While I could see the other two below me, my attention was grabbed by the huge jammed boulder that acts as the take off for the final pitch. Sometimes it's best not to think too much about these things.

The main chamber is an incredible place and the dug shaft at it's base an amazing piece of engineering,  completed in just 7 weeks. This must have been a much more comfortable place for the diggers after their travails in the link between Notts II and Lyle Caverns. A lone bat had decided it was a nice place to spend the winter too.

The clever mammals know how to avoid all the brexit twaddle

Tony soon had a rope down the scaffolded shaft and Dick swiftly followed.  In readiness for the squirminess I believed to be ahead I stopped at the bottom of the pitch to take off my SRT gear, the other's voices disappearing down the continuation crawl.  The crawls and short squeezes completed a handlined climb dropped us into a beautiful piece of streamway and suddenly we were there at a short, rigged pitch down into a gently running stream.

Tony on the dig pitch
Tony with his gear still on was soon down into the Lost John's master cave with Dick not far behind. Kindly Tony passed his harness up and I was able to join them as they returned from upstream, where they had turned round at a deep pool. The stomp was now on down to the sump. Despite both Tony and I having been to the bottom of the Lost John's pitches and down to Groundsheet junction, we'd never actually been to the sump, so it was great to be there, especially as we hadn't been expecting to be able to make it down into the streamway.

In spite of the increasing weight of rope below and the worrying rubbing of the rope above as I removed a deviation, I felt really pleased that we'd all made it down to the sump, an added bonus to an already great trip.
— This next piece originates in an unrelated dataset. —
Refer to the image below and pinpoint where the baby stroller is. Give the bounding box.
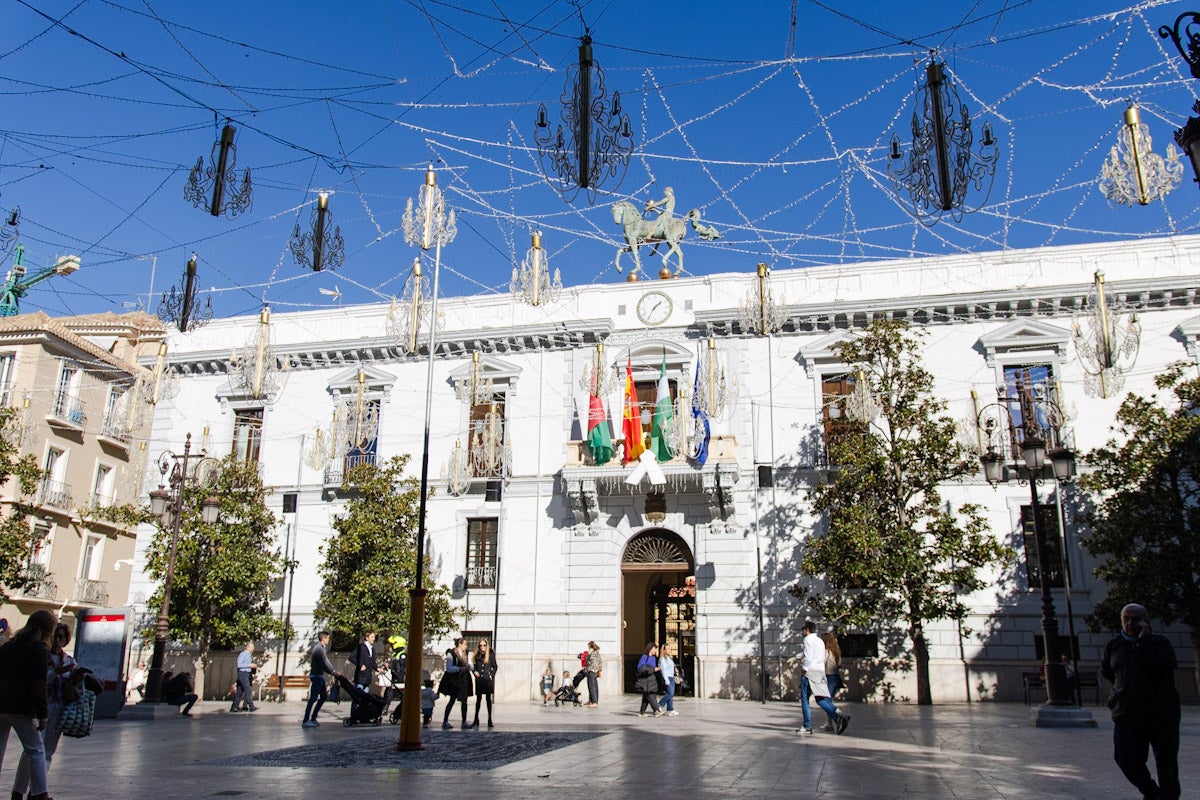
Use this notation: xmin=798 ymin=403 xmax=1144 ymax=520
xmin=554 ymin=684 xmax=583 ymax=705
xmin=337 ymin=675 xmax=384 ymax=728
Shouts of, "Hurry up, we're freezing.", signalled my proximity to the tree and I hauled the now burgeoning tackle sack up the steep slope above, rope spilling from it as it was dumped finally on horizontal ground.

It was then back into the long line of everyone making their way back across the moor to the cars, headlights acting as a homing beacon to weary cavers. Though the moors had been crowded, we were the only customers in the welcoming Whoop Hall, though we hope they did have at least one other guest, a large gentleman in a rabbit onesy passing the bar causing me to lose track of the conversation on a couple of occasions.  

A few years ago the barman had complained that no one had mid week work's Christmas do's anymore and though he didn't raise it again, it certainly felt that things were even quieter this year. Changed social attitudes to drink driving (which I'm definitely not complaining about); cheap supermarket drink (which I definitely appreciate); a decade of austerity?  Whatever the reason I hope that there are enough people stopping in each week to keep country pubs like this one open, it would be a sad end to the night without half an hour of chat round a warming fire.